Fires and floods, avalanche, disease, industrial accidents and transportation disasters are becoming all too familiar across Canada. Natural, and unnatural, disasters feel ever more heart wrenching, as non-stop streaming media reports tell us what people suffer when threatened and evacuated.

The rescue of human victims and the safety of responders must always take first priority, but let's also prepare well in advance realistic contingency plans for the animals whose lives depend on us.

An animal rescue plan also saves human lives. It is well documented that owners frequently put themselves in grave danger rather than leave their animals behind. We can do more to keep safe those humans and animals under threat.

When a community drills its disaster plan for human rescue, this is the time to also address an animal evacuation strategy. The bigger the animals, the more vital it is to plan ahead. With livestock and horses, for example, even the best owners may only have the means of transporting one at a time. Consequently, in an emergency, owners face two options: Start evacuating the animals long before anyone else, making multiple trips while road conditions allow, or pool resources.

Reality compels us to take individual responsibility and couple it with available regional resources. If there is no co-operation and co-ordination between the two, it becomes a disaster within a crisis.

A community plan has to be built from the ground up with clear indication of how to proceed, including not just first responders but also mutual aid sources and advance identification of safe space for keeping the animals once extracted.
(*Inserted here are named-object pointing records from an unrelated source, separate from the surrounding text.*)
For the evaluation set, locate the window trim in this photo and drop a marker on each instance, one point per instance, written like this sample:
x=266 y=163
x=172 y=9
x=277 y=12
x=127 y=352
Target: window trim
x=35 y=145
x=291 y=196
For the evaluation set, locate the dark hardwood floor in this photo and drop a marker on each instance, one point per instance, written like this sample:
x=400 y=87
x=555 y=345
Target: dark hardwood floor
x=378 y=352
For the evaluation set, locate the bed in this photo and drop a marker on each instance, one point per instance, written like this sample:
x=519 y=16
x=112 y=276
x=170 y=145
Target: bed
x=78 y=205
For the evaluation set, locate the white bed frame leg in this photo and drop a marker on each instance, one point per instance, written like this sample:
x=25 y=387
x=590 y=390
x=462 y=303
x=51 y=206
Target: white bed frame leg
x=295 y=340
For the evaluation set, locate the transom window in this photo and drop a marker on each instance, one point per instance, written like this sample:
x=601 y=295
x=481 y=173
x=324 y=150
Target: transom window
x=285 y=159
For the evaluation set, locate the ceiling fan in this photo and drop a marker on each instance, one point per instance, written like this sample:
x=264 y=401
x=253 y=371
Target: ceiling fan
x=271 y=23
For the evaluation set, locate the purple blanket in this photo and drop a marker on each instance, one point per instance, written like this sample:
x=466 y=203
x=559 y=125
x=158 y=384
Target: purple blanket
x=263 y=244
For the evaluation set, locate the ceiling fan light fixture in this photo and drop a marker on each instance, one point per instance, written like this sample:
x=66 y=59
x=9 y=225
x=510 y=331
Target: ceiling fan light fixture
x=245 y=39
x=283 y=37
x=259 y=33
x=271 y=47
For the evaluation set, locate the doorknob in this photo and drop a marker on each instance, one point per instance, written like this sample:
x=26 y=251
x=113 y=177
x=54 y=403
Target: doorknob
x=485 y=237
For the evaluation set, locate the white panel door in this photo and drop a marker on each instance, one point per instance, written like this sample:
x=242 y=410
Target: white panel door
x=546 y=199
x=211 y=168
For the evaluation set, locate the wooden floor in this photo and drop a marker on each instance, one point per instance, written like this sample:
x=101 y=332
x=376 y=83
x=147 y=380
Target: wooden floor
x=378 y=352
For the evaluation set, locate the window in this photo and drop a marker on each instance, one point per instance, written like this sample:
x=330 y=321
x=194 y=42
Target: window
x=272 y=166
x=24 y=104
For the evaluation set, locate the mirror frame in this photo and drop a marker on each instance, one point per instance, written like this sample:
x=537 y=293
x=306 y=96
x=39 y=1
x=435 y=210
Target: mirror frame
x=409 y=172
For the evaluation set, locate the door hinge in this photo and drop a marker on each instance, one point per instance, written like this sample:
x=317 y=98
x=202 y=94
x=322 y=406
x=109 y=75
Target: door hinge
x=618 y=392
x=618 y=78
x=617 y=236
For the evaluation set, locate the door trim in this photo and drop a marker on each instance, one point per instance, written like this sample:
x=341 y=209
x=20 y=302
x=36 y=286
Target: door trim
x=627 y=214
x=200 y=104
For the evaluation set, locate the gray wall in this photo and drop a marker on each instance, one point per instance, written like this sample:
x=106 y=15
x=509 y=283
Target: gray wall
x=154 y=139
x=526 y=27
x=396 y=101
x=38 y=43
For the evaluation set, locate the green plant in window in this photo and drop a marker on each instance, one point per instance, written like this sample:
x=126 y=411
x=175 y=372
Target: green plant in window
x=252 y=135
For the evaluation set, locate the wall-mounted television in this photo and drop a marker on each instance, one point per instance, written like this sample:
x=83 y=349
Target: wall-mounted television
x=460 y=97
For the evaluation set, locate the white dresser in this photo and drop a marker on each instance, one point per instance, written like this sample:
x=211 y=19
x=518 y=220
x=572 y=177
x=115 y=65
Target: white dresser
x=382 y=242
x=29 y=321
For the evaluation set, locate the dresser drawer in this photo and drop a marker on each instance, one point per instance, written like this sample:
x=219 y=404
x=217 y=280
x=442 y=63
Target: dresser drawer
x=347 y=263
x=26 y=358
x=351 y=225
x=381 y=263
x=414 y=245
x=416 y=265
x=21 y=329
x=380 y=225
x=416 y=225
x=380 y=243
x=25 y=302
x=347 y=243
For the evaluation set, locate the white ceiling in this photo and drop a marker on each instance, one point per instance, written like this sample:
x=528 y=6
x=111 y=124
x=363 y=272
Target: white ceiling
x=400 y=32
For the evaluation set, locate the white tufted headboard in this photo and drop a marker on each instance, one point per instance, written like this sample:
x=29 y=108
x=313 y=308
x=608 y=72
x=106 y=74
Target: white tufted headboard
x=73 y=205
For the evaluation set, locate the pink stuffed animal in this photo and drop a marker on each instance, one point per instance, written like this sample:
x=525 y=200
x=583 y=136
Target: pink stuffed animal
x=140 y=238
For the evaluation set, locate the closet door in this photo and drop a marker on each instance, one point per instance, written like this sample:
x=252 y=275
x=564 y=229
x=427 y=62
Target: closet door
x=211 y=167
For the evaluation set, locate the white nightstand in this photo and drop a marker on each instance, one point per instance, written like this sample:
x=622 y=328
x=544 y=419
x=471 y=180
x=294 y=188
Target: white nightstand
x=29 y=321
The solution comes from including and co-ordinating neighbours, livestock associations, horse clubs and county emergency planners in the planning stage. In a true emergency there is little time to think, only to act – hopefully deliberately, effectively and together.

Animals are also at risk when owners are in peril and, whether pets or livestock, they are not just nameless, faceless entities to their owners, but living creatures depending on us for their survival. The bond between an animal and its owner can be as strong as the emotional attachment of parent to child.

In my practice, I frequently have to manage the always-tragic loss of a pet. I have also seen the deep anguish in a woman's face upon the loss of her herd – reflecting not only the economic and genetic impact, but the devastating emotional toll. I also saw the steely determination in the same farmer's face to save a survivor, no matter what, upon finding a kitten alive and hidden under the floorboards of her smouldering barn, its paws and face burned. It was important to her that the animal make it. She had lost so much when the barn went up, and saving this little bundle of fur was a much needed "win" to hang onto in the face of painful loss. She wasn't going to lose it, too.

As we plan to protect what we love, the impact that animals have in our daily lives cannot be ignored. It is important for public safety that contingency for animals be explicitly built into Canadian emergency plans. The time to act is now, in advance. We might not save all the heartbeats, but we can surely save many more.